有清风拂过,绿荫掩藏下的鸟儿鸣声啾啾,时光似乎也随着那一尾艳丽的羽翼潺潺流动。
那时她还未曾跌入深渊,额角划过晶莹,那是她为联邦挥洒的汗珠;手背猩红点点,那是她为联邦流落的鲜血。
作为联邦少年军团常驻第一,她近战无敌,远攻无敌,空手肉搏无敌,持械比拼亦无敌……总之,同期任何成员都无法在武力方面赢过她。
负责少年军团训练的长官称赞她是耀眼的新星,是初生的月亮,是战神雅典娜的化身。
她在联邦长大,在联邦成名,也自当成为联邦最锋锐的武器。
何止投身报国,她生来就应投身报球。
……只是她穿过来的这个世界死气沉沉满目荒凉,实是无法激起什么投身报国的志气。
……况且她已经找到一份还算满意的工作,之后就打算这样安安稳稳地卖草鞋过活了。
……如果可以,试着做个安分守己温和谦卑的平头小百姓又有什么不好呢?毕竟她原也不是那种生性好斗唯爱杀人的变态。
“小郎君身怀武略,难道就甘愿做一寻常商贾?”黄琬苦口婆心劝说。
“甘愿甘愿。”谈道笙小鸡啄米式点头。
已知在谯县卖草鞋的她=商贾人家;为联邦提供金钱支持的财阀=商贾人家;
那么是不是可以得出结论:只要她撸起袖子加油干,将现有草鞋事业打出名气打出招牌做大做强勇创辉煌,她即可=财阀=富婆?

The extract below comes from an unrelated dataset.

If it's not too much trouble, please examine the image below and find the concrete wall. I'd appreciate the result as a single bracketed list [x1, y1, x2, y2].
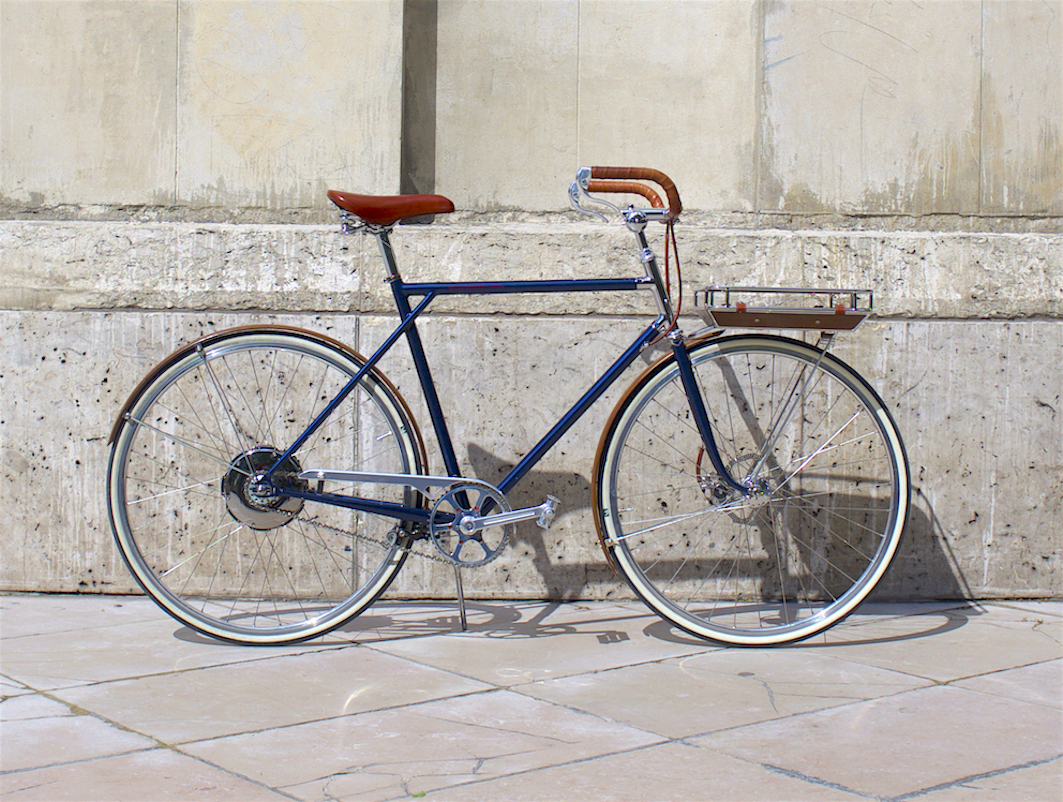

黄琬那张端正威严的脸顿时就如同腌过一般皱巴,他摸摸胡子,又摸摸胡子,假装自己没有听到她的话,“眼下豫州正缺如郎君这般神勇之人,若是郎君不嫌,何不就在此处施展才干?”
“不敢相瞒,确实有些嫌弃……”
这次黄琬选择假装她没有说话,“秩二百石,月奉三十斛,位同小县县丞。如何?”
生逢乱世,既有些许本事,自该担起重任……绝对不是为着这点儿禄米。
谈道笙做大义凛然状,“目下社稷存危,百姓倒悬,某自当投身报国,为大汉效死!”
黄琬满脸欣慰,“然也!”
虽然他们不过相识半日,谈道笙却已在心中认定黄琬是个很不错的领导了。
毕竟领导自己带来的大包小包还没安置,就先来给她安排床位了。
作为BOSS本人直接聘请的稀缺高级人才,谈道笙得到的待遇相当不错:除去承诺的禄米正常发放以外,为了让她能够安心留在官府打工,黄琬干脆就在官府后院里给她划了一间小屋,并且每日免费提供朝食晡食两顿工作餐,外加铺盖一卷,工装两身,洗漱用品一套,水杯两件,还有一个小伙伴——大黄狗一只(该同事隶属谯县官府公有财产,心情舒畅时常常跑来对着她吼叫两声以分享喜悦)。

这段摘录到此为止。